Millet – A Mineral Wonder

uncooked milletA seed-bearing grass (Gramineae) millet is definitely more than just bird seed or fodder.  It is a staple in Africa, parts of Asia and is often ground or pureed to be cooked as a kind of porridge.   It feeds a third of the world population and has been in cultivation roughly 10,000 years.

In Asia, its cultivation preceded rice and it can be used very much like rice for most dishes. Although technically a grain, millet falls more into the company of pseudo-grains (broad leaf seed bearing plants) such as amaranth, quinoa and buckwheat because it has no gluten, is high in protein and important minerals for bone, hair and nail growth.
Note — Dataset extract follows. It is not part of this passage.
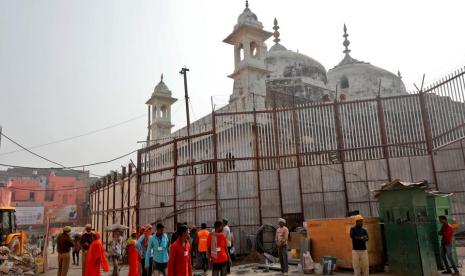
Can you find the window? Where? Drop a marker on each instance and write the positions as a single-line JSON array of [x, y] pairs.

Millet is a collective term for about 500 varieties of this grass species of which only a few are available here in Europe. It has a delicious, mildly sweet, nutty flavour and is highly digestible. When cooked, it remains firm in texture though almost fluffy at the same time.   It does not store well, so purchase in small quantities.  The flour does not contain gluten and is an excellent carbohydrate grain source for those wishing to avoid gluten, as are amaranth and quinoa.

Millet is highly nutritious and one of my favorite sources of minerals.  It is not only connective tissue and important for bone health, but it is a veritable beauty ‘grain’.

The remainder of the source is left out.